FOOTBALL - Chez les supporters des Reds souffle un vent de contestation...

De notre envoyé spécial à Liverpool,

Sur les rives de la Mersey, on ne transige pas avec la légende. Dans un club où chaque semaine, trois ou quatre supporters en moyenne voient leurs cendres dispersées sur la pelouse d'Anfield, mythique stade rectangulaire à l'anglaise, la politique des propriétaires américains des Reds passe mal, très mal. Tom Hicks et George Gillett, les patrons américains depuis 2007, sont la cible du peuple de Liverpool. Ils sont accusés de vouloir faire construire un nouveau stade «en forme de bol comme on en voit partout en Angleterre», tout en «chargeant le club de rembourser la dette contractée pour l'achat du club lui-même (350 millions de livres)», accuse l'un des nombreux groupes qui fleurissent sur Facebook ces derniers mois.

Forcément, c'est le genre de démarche qui a tendance à crisper le peuple rouge. Il y a quelques semaines, près de 300 fans ont attendu le duo US à la sortie d'Anfield après une victoire contre Chelsea. Dans le calme, mais avec un mot d'ordre: «Thanks but no Yanks» (Merci mais pas d'Américains). Le slogan marche tellement fort que des écharpes sont même vendues un peu partout en ville avec cette phrase choc.

Benitez épargné

Les leaders de la contestation sont regroupés dans une association depuis janvier 2008, le Spirit Of  Shankly (SOS), en référence à Bill Shankly, le légendaire manager des Reds. Pas besoin de sonner à leur porte pour avoir leur point de vue: la colère se ramasse à même la rue. «C'est un manque de respect envers nous et envers le club. Ces gars-là sont venus pour faire du fric. Le pire, c'est qu'ils n'en donnent pas du tout au club», s'énerve Stuart, rouquin de 32 ans habillé aux couleurs de son club de la tête aux pieds.

Mais la pression finit par payer. George Gillett, interpellé par le porte-parole du SOS il y a trois semaines, a avoué qu'il était prêt «à vendre (ses) parts», allant même jusqu'à annoncer qu'il avait reçu «quelques marques d'intérêts». Forcément, la situation se tend d'autant plus que les résultats ne sont pas là. Cinquièmes de la Premier League avec un match en plus que ses concurrents, Liverpool est très loin d'être assuré de participer à la prochaine Ligue des Champions. Pourtant, Rafael Benitez reste particulièrement apprécié jusqu'au plus profond du kop.
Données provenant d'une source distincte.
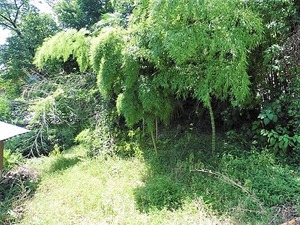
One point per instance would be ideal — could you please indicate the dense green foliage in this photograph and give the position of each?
(81, 13)
(108, 73)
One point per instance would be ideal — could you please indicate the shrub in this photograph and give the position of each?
(259, 173)
(159, 192)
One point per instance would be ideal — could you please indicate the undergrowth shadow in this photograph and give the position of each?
(15, 188)
(62, 163)
(246, 186)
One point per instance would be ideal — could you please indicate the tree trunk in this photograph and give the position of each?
(213, 126)
(153, 141)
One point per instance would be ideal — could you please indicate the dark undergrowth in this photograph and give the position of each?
(250, 185)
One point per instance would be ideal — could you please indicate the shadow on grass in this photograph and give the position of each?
(62, 163)
(252, 183)
(15, 188)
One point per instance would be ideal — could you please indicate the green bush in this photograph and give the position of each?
(258, 172)
(11, 159)
(160, 192)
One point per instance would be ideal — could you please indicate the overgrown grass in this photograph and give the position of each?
(182, 184)
(102, 191)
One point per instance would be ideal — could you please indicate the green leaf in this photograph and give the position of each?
(266, 121)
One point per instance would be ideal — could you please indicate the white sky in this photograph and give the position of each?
(40, 4)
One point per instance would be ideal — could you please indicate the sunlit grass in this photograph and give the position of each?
(95, 191)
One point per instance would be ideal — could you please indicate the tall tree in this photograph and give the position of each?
(81, 13)
(17, 54)
(11, 12)
(198, 48)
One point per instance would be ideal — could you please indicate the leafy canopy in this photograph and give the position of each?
(198, 47)
(63, 46)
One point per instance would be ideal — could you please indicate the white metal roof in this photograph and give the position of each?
(8, 131)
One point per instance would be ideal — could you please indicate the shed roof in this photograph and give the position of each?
(8, 131)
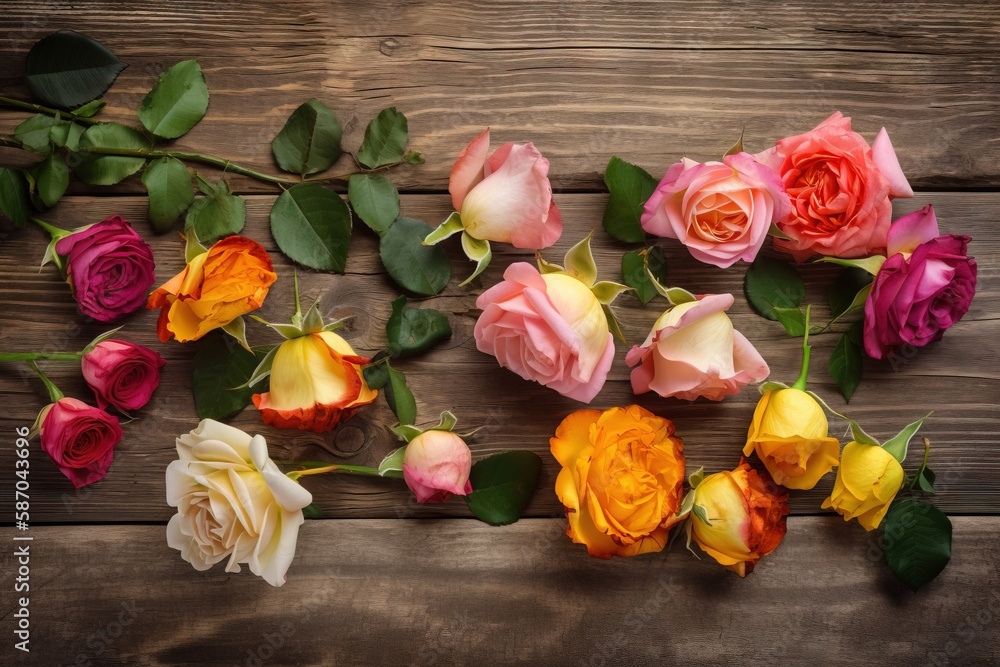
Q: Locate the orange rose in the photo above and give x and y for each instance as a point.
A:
(621, 480)
(229, 280)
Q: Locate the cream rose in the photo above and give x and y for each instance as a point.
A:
(232, 500)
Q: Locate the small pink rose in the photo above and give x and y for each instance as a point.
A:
(436, 465)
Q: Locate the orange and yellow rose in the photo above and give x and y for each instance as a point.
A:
(229, 280)
(621, 479)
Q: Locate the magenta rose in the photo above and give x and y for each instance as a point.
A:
(923, 288)
(109, 267)
(122, 374)
(80, 439)
(721, 211)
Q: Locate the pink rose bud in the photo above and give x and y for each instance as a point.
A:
(109, 267)
(79, 439)
(122, 374)
(436, 465)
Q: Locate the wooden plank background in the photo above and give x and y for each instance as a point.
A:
(648, 81)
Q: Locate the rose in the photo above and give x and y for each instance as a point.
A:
(229, 280)
(109, 267)
(790, 434)
(316, 383)
(840, 188)
(721, 211)
(547, 328)
(505, 196)
(868, 479)
(232, 500)
(122, 374)
(694, 351)
(80, 439)
(924, 287)
(747, 516)
(436, 464)
(621, 479)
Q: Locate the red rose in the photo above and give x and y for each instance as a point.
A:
(122, 374)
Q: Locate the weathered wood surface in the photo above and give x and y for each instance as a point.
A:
(468, 594)
(648, 80)
(957, 377)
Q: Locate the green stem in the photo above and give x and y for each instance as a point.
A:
(800, 383)
(54, 393)
(8, 103)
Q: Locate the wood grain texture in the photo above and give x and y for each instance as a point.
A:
(468, 594)
(582, 80)
(957, 377)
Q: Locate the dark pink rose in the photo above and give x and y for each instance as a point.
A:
(122, 374)
(923, 288)
(80, 439)
(109, 267)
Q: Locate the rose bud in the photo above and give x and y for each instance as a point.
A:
(316, 383)
(80, 439)
(232, 501)
(436, 465)
(790, 434)
(694, 351)
(122, 374)
(747, 515)
(621, 481)
(924, 286)
(868, 479)
(109, 267)
(721, 211)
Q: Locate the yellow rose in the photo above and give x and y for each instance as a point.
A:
(868, 479)
(621, 479)
(790, 435)
(747, 516)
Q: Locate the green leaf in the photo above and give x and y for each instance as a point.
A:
(502, 486)
(177, 102)
(14, 201)
(413, 330)
(96, 169)
(418, 269)
(399, 397)
(51, 179)
(170, 192)
(67, 69)
(310, 140)
(219, 213)
(634, 274)
(312, 225)
(385, 139)
(630, 187)
(847, 361)
(845, 290)
(772, 282)
(917, 536)
(220, 365)
(375, 200)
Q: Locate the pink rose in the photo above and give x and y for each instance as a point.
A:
(505, 196)
(122, 374)
(80, 439)
(720, 210)
(109, 267)
(436, 464)
(547, 328)
(924, 287)
(694, 351)
(841, 190)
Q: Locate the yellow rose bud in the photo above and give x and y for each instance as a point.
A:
(789, 432)
(867, 481)
(622, 479)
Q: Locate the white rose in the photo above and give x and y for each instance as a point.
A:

C'est cet appui qui lui permet de tenir encore fermement les commandes. «La chose la plus importante, c'est le club», expliquait le coach mercredi. Sous-entendu: son cas personnel pèse moins lourd que le maillot rouge.

«Ces gars là tuent l'esprit du club»

L'Espagnol se permet même de tenir tête aux proprios américains. «Je suis inquiet, non pas à cause d'une mauvaise saison, mais pour l'avenir du club. Les gens qui viendront doivent être les personnes idoines pour ce club», balançait Benitez dans le Liverpool Echo la semaine passée. Ces sorties là lui valent un soutien sans faille à Anfield. «Benitez a raison de critiquer les dirigeants. Ces gars-là tuent l'esprit du club», s'emporte Phil, autre fan excédé, croisé dans le musée du club. Ironie de l'histoire, la holding fondée par Hicks et Gillett pour acheter le club s'appelle Kop Football. Aujourd'hui, c'est le kop qui veut les mettre dehors.